I wrote a perl program that parses csv entries in db.
The program worked fine, but took a long time. Therefore, I decided to develop the basic process of parsing.
After the battle with the plug, it now works well and works about 4 times faster. The main analysis method is highly database dependent. For interests, for each analyzed record there are the following db calls:
1 - it is checked that the uniquely generated base62 is unique with respect to the base map table 2 - There is an archive check to see if the record has changed 3 - The record is inserted into db
The problem is that I started getting the errors โMysql is goneโ while the parser started in branched mode, so after many attempts I came up with the following mysql configuration:
#
It seems that the problems during the operation of the parser have been fixed. However, now I get the "Mysql server is gone" when the next module starts after the main analyzer.
The weird thinf is a problem module that includes a very simple SELECT query on a table with currently only 3 records. Run directly as a test (not after the parser), it works great.
I tried to add a pause 4 minutes after starting the analyzer module, but I get the same error.
I have a basic DBConnection.pm model with this: DBConnection package;
use DBI; use PXConfig; sub new { my $class = shift;
Then all modules, including forked parser modules, open a database connection using:
package Example; use DBConnection; sub new { my $class = shift; my $db = new DBConnection; my $connect2 = $db->connect(); my $self = { connect2 => $connect2, }; bless $self, $class; return $self; }
The question is whether there is a module Module1.pm that calls Module2.pm, which calls Module3.pm, and each of them creates a database connection, as shown above (i.e. in the constructor), then they use different connections to database or connection?
What is interesting to me is if the script works 6 hours to finish, if the top-level call to the db connection synchronizes the lower-level db connection, even if the lower-level module creates its own connection.

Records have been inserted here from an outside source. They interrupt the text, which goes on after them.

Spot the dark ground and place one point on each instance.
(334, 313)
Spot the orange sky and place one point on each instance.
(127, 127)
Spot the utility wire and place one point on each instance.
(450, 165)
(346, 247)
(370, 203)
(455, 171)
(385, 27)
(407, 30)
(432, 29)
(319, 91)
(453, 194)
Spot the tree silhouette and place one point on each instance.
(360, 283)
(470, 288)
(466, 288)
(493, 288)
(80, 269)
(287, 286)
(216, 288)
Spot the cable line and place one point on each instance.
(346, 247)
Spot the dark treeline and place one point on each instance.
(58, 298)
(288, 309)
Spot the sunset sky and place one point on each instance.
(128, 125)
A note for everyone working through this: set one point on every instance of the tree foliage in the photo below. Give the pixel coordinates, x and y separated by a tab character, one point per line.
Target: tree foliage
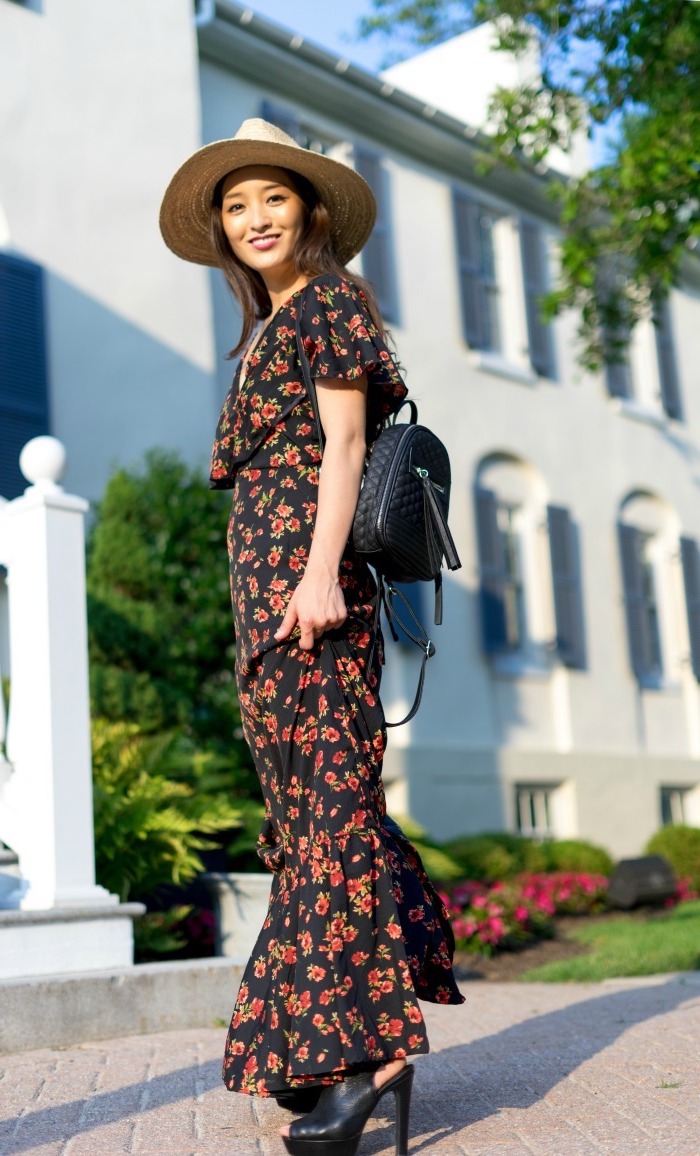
634	66
161	630
172	775
157	801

It is very unpleasant to try to find the problem, because I can only reproduce the error after performing a very lengthy parsing process.
Sorry for the long question, thanks in advance to everyone who can give me any ideas.
UPDATE 1:
Here is the actual branching part:
my $fh = Tie::Handle::CSV->new( "$file", header => 1 ); while ( my $part = <$fh> ) { if ( $children == $max_threads ) { $pid = wait(); $children--; } if ( defined( $pid = fork ) ) { if ($pid) { $children++; } else { $cfptu = new ThreadedUnit(); $cfptu->parseThreadedUnit($part, $group_id, $feed_id); } } }
And then ThreadedUnit:
package ThreadedUnit; use CollisionChecker; use ArchiveController; use Filters; use Try::Tiny; use MysqlLogger; sub new { my $class = shift; my $db = new DBConnection; my $connect2 = $db->connect(); my $self = { connect2 => $connect2, }; bless $self, $class; return $self; } sub parseThreadedUnit { my ( $self, $part, $group_id, $feed_id ) = @_; my $connect2 = $self->{connect2};
So, I understand that the connection to the database is called after forking.
But, as I mentioned above, the forked code described above works just fine. This is the next module that does not work, which is launched from the controller module, which simply passes through each working module one at a time (one of them is a parser) - the controller module does not create a database connection in its design or anywhere else.
Update 2
I forgot to mention that I don't get any errors in the problem module after the parser, if I parse only a small number of files and not a full queue.
So, itโs almost as if intense branched parsing and access to the database makes it inaccessible to normal non-forked processes immediately after its completion for some indefinite time.
The only thing I noticed when completing the operation of the parser in the Mysql status is Threads_connected, about 500, and has not decreased for some time.